Pitfall 3: Blocking NIFs

// Wrong: Long-running NIF without yielding
#[rustler::nif]
fn heavy_compute(data: Vec<u8>) -> u64 {
    // Processes 1GB of data without yielding
    // => Blocks BEAM scheduler
    // => Impacts entire system
    data.iter().sum()
}

// Right: Yielding NIF (Rustler schedule API)
#[rustler::nif]
fn heavy_compute_safe(env: Env, data: Vec<u8>) -> NifResult<u64> {
    // Yield to scheduler periodically
    // => Prevents blocking
    // => Better system responsiveness
    Ok(data.iter().sum())
}

Pitfall 4: Not Testing Crash Scenarios

# Wrong: No crash testing
# - Assume NIFs always work
# - No error handling

# Right: Test failures
# - Invalid inputs
# - Memory allocation failures
# - Resource exhaustion
# - Crash recovery

Further Reading

Related performance topics:

Production patterns:

Summary

Native interoperability in Elixir follows clear progression:

  1. Pure Elixir - Standard library (:crypto, :ssl) for most operations
  2. Limitations - CPU-bound bottlenecks, legacy integration needs
  3. Rustler NIFs - Safe native code with Rust for performance-critical operations
  4. Ports - External process communication for fault isolation

Prefer pure Elixir - Standard library handles 99% of operations efficiently.

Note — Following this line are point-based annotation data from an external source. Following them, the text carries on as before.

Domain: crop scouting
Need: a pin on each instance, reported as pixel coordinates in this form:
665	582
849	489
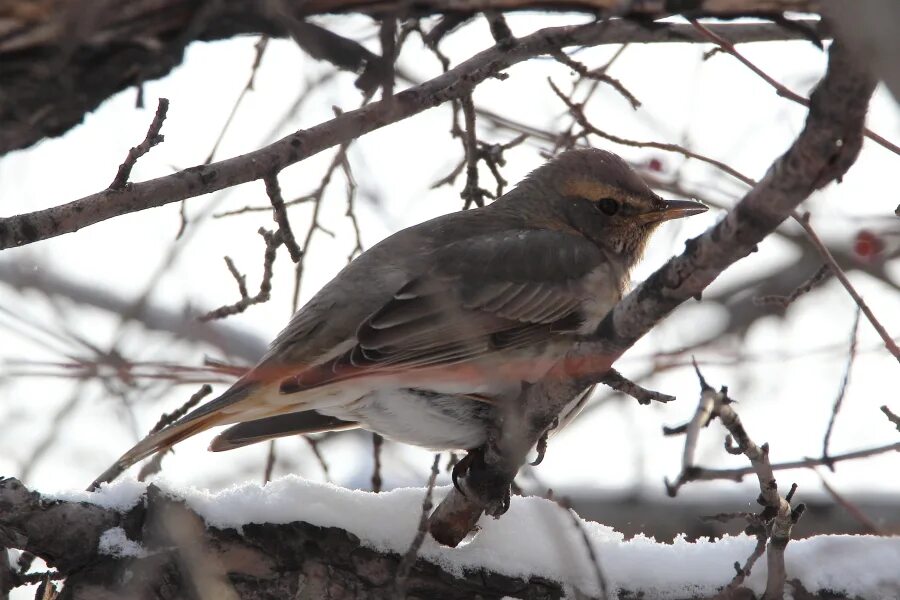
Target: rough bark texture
824	150
203	179
183	558
294	560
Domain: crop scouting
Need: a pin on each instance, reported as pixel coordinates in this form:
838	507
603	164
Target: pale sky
716	107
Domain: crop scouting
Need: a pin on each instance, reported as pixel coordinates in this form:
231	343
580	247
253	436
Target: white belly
431	420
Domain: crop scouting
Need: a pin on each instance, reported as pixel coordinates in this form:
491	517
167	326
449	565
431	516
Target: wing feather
496	292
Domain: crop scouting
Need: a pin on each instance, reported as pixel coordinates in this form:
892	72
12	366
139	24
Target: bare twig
889	343
845	381
154	465
777	515
280	215
577	111
320	458
705	474
620	383
895	419
260	49
472	193
409	559
377	445
152	138
853	510
455	83
784	301
270	463
780	89
273	240
597	75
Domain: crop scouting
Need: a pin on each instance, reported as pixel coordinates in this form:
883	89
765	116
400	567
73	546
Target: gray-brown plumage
423	335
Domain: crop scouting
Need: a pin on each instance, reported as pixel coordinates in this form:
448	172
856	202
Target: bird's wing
487	292
483	294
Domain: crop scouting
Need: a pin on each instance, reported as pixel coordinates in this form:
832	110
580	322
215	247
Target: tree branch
824	150
452	85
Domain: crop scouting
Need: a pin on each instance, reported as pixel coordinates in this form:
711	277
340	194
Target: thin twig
704	474
620	383
314	446
260	48
377	445
152	138
821	274
577	111
853	510
409	559
895	419
845	381
780	89
154	465
273	240
472	193
889	343
270	463
273	190
597	75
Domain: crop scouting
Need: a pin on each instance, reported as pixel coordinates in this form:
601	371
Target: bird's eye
608	206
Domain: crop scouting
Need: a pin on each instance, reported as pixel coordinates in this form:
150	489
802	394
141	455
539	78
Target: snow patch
536	537
114	542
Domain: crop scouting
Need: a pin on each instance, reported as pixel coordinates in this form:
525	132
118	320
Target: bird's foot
472	478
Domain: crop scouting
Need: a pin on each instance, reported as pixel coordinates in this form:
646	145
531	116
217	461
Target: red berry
867	245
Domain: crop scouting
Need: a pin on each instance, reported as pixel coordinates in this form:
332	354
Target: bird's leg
541	446
462	467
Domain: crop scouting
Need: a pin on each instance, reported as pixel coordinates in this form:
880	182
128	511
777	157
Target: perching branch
824	150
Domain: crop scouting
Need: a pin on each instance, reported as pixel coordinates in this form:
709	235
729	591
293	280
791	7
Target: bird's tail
200	419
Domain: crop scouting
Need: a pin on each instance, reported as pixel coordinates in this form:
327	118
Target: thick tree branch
824	150
456	83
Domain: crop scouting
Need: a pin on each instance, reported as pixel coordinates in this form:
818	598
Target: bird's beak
676	209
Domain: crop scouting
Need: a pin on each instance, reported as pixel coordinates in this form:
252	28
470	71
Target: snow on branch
825	149
295	538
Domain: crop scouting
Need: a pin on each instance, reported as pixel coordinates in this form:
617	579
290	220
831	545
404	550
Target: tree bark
57	63
181	557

Use Rustler for NIFs - Memory-safe native code when performance critical.

Use Ports for isolation - Legacy systems or when fault isolation matters.

Avoid direct C NIFs - Use Rustler instead for production safety.

Key insight: Stay pure until profiling proves native code necessary. Native interop adds complexity but enables integration and performance when truly needed.